In the beam SNR prediction problem [2], we implement prediction based on CC and the true 2D physical location assuming that the physical location is known at the BS. For true location-based prediction, NN can achieve slightly better performance than KNN and GPR, at the cost of significantly higher computational cost in the training phase. In the simulated scenario, an error floor of 0.25 dB RMSE is found for prediction based on ground truth physical location. GPR using t-SNE CC is the best of the CC methods, exhibiting a 0.05 dB gap to the ground truth location-based prediction. Comparison results can be found in Table 1 where ”Phys Loc.” corresponds to the true 2D physical location.

table 1
Table 1: Performance of Different Predictors Based on the 2D True Physical Location, ISOMAP, and t-SNE CC.

For the non-standalone system [3], the average prediction accuracies for CC-based and benchmark predictors using KNN, SVM, and NNs are compared in Table 2. NN outperforms SVM, which again outperforms KNN. The accuracy of the best predictor (i.e., NN) based on ISOMAP CC achieves the accuracy of prediction based on true location. The prediction accuracy of top-2 and top-3 best mmWave beams for best NN-based predictors is above 98 %. The top-2 or top-3 information can be used to reduce the best beam search time if this information is shared with the UEs. Accordingly, instead of searching over 32 beams, the search is carried over 2-3 beams.

table 2
Table 2: : Prediction Accuracy of Different Predictors.

To sum up, we have considered mmWAve system beam prediction based on CC. The beam prediction based on CC using NN matches the performance of a predictor based on true location, with high accuracy. The presented results show that CC can be used as a replacement for true location-based radio resource management.


[1] C. Studer, S. Medjkouh, E. G ̈on ̈ultas ̧, T. Goldstein, and O. Tirkkonen, “Channel charting: Locating users within the radio environment using channel state information,” IEEE Access, vol. 6, pp. 47682–47698, 2018.

[2] P. Kazemi, T. Ponnada, H. Al-Tous, Y. -C. Liang and O. Tirkkonen, “Channel Charting Based Beam SNR Prediction,” 2021 Joint European Conference on Networks and Communications & 6G Summit (EuCNC/6G Summit), pp. 72-77, 2021.

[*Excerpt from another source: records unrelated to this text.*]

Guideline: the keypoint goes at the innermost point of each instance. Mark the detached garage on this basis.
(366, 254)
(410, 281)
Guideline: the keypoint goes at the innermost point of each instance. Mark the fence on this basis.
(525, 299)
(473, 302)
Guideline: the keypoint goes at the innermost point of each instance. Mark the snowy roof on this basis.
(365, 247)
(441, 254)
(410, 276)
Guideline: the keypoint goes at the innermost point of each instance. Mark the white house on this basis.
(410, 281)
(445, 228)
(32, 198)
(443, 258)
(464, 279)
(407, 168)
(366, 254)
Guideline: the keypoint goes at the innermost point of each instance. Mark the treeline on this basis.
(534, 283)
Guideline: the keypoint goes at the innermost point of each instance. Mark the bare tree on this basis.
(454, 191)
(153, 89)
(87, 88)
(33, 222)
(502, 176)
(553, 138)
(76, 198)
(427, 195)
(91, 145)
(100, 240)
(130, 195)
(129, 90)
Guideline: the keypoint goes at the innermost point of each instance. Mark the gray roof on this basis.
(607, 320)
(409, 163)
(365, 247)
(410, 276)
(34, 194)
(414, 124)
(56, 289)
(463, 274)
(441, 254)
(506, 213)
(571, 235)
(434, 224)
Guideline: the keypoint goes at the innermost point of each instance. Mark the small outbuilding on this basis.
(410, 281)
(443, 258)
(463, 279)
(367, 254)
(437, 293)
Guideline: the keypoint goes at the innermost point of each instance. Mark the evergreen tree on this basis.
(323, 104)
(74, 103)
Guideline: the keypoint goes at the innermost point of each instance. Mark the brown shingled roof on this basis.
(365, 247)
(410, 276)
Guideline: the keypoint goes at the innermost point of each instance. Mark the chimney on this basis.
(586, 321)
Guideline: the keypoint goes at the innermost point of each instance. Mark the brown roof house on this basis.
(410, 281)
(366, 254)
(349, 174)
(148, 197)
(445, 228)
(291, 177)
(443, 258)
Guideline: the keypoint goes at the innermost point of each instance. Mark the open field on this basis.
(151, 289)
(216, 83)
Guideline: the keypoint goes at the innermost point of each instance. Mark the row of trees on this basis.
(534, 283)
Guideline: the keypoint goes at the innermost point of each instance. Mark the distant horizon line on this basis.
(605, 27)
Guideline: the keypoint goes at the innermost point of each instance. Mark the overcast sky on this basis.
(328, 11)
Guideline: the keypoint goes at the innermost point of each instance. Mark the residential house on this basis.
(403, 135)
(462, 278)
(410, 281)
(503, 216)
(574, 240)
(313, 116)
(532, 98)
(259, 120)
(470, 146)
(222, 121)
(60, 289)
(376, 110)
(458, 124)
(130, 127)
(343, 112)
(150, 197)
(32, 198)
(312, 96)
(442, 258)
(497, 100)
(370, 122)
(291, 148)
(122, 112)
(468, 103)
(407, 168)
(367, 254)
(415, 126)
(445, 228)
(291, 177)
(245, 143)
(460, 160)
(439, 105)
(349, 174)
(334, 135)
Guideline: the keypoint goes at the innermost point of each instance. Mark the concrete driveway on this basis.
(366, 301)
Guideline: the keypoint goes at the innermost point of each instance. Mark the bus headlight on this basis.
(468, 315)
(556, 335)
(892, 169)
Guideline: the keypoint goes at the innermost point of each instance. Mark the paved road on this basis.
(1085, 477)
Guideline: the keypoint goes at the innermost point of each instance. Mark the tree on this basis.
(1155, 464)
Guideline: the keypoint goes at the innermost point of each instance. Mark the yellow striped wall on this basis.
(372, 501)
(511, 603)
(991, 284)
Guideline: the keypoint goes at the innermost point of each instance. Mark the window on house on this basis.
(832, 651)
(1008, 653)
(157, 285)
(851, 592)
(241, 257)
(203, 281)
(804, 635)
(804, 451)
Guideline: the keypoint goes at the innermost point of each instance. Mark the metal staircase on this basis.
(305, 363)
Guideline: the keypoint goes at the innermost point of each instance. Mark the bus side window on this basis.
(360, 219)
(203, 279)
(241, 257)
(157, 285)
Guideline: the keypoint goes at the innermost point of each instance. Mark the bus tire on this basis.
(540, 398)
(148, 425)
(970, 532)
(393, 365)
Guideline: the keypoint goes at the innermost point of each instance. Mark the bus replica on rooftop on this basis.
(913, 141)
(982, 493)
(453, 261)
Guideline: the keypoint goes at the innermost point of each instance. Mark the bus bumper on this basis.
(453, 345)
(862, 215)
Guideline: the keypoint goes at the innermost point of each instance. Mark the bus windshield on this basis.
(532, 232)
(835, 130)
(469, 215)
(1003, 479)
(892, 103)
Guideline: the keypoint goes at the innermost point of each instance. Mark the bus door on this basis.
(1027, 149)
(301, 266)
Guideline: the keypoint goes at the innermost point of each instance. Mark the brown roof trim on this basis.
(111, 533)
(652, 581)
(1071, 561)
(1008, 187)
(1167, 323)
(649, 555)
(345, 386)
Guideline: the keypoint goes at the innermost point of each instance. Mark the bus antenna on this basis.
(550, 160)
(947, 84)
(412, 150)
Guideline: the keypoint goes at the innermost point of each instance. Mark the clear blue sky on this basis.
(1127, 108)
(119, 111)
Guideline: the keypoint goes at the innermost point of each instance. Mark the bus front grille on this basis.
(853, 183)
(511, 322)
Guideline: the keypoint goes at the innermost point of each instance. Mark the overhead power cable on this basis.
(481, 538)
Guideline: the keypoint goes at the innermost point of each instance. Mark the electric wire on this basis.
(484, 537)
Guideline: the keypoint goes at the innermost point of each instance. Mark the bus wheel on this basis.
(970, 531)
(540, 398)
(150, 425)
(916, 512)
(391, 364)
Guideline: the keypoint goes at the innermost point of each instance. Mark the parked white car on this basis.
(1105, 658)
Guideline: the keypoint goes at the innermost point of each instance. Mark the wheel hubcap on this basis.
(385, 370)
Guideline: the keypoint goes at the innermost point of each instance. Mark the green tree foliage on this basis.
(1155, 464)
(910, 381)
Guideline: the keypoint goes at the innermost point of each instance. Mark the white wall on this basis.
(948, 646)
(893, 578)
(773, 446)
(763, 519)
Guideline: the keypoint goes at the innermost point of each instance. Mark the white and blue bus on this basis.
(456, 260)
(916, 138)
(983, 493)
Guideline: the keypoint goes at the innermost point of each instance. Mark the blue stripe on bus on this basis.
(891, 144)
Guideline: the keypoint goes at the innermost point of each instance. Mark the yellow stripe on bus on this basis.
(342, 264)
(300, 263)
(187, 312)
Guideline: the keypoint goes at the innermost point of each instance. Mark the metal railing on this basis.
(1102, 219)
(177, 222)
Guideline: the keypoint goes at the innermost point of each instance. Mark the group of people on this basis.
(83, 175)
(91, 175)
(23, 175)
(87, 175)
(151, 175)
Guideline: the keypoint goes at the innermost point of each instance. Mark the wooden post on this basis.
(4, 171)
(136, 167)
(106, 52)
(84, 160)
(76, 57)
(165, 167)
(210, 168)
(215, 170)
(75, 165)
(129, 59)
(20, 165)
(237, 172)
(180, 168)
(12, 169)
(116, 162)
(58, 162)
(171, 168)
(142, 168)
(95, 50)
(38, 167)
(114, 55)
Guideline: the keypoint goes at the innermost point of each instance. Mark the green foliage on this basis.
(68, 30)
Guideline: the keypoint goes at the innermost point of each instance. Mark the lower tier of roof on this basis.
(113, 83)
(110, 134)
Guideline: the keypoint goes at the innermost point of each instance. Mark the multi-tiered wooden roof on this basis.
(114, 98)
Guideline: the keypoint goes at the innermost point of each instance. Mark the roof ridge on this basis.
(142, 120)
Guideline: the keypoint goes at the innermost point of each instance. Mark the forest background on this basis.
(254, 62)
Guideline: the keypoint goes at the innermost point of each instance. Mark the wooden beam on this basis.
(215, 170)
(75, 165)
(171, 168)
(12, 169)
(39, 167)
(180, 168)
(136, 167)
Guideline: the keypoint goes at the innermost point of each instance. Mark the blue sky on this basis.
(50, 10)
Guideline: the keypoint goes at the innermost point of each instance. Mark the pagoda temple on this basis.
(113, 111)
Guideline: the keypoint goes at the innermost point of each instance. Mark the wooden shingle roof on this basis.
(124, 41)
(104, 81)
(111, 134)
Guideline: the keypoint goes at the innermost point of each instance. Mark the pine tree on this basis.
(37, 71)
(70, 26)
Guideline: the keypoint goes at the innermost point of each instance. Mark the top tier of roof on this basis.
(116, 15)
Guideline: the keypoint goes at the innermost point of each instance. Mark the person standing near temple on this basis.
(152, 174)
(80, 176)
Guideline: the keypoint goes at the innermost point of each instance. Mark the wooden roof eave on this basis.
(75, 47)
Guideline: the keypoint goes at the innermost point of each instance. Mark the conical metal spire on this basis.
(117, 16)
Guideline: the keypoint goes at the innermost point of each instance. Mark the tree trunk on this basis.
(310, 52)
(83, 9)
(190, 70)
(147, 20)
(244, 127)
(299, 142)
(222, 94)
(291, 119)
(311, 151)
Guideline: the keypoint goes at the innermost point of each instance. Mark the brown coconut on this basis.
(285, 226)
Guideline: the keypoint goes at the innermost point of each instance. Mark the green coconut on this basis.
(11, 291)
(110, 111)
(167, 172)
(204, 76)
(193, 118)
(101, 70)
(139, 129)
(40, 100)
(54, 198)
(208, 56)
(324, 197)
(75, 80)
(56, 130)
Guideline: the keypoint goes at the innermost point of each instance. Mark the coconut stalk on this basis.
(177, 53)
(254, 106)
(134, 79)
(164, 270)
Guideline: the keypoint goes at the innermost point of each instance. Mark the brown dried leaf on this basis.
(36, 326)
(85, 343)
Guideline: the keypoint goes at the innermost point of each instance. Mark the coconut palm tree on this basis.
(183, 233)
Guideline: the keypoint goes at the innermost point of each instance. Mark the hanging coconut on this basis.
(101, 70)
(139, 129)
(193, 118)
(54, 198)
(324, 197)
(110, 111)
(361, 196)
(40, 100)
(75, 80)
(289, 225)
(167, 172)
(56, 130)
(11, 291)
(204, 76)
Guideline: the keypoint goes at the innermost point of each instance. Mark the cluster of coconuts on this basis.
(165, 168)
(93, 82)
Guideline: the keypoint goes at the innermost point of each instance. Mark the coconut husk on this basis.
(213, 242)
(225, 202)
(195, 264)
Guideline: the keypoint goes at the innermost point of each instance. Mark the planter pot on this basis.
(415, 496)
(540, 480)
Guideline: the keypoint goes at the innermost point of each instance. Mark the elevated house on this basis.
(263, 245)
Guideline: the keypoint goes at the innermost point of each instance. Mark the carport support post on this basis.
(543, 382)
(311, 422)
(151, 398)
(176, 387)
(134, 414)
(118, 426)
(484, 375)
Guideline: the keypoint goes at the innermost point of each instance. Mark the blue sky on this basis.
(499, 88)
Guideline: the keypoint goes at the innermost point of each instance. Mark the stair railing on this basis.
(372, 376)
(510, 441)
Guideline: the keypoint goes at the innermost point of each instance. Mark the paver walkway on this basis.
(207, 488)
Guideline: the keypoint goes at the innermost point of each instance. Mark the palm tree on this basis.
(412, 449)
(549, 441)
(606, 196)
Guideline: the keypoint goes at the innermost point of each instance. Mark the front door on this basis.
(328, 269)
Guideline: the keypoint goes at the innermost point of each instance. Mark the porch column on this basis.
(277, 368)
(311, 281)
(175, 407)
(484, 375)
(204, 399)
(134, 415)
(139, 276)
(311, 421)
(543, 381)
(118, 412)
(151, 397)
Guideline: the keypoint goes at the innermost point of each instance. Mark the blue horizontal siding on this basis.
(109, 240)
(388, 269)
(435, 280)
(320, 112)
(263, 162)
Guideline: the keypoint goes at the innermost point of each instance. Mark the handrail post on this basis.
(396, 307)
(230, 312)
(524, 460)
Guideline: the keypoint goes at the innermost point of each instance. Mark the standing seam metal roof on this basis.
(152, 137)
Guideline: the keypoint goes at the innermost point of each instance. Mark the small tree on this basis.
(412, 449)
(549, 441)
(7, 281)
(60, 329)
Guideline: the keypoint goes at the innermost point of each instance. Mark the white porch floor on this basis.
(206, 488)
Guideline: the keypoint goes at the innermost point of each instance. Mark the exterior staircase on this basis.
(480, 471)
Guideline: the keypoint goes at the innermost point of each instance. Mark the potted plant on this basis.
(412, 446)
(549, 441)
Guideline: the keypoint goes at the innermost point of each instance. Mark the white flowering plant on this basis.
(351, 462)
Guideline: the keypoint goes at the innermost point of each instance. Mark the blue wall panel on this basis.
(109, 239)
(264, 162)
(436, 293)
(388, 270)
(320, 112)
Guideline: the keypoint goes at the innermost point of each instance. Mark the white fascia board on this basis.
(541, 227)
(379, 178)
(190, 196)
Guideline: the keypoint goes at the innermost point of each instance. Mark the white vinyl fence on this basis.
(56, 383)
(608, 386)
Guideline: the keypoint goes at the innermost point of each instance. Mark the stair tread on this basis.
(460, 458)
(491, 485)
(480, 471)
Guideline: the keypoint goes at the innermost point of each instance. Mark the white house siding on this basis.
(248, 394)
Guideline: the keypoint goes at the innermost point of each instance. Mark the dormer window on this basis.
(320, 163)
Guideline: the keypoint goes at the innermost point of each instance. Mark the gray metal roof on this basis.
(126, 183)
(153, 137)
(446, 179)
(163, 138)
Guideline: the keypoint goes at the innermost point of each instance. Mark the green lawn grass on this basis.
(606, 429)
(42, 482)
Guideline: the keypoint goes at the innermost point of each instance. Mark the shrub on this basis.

[3] T. Ponnada, P. Kazemi, H. Al-Tous, Y. -C. Liang and O. Tirkkonen, “Best Beam Prediction in Non-Standalone mm Wave Systems,” 2021 Joint European Conference on Networks and Communications & 6G Summit (EuCNC/6G Summit), pp. 532-537, 2021.

December 12, 2021

Parham Kazemi

I am a Marie Skłodowska-Curie Research Fellow, working in the WindMill project with a focus on developing machine learning methods for the physical layer in massive MIMO systems. I am investigating Handover and beam selection in 5G MIMO systems. My research interests are machine learning, manifold learning, and mmWave systems.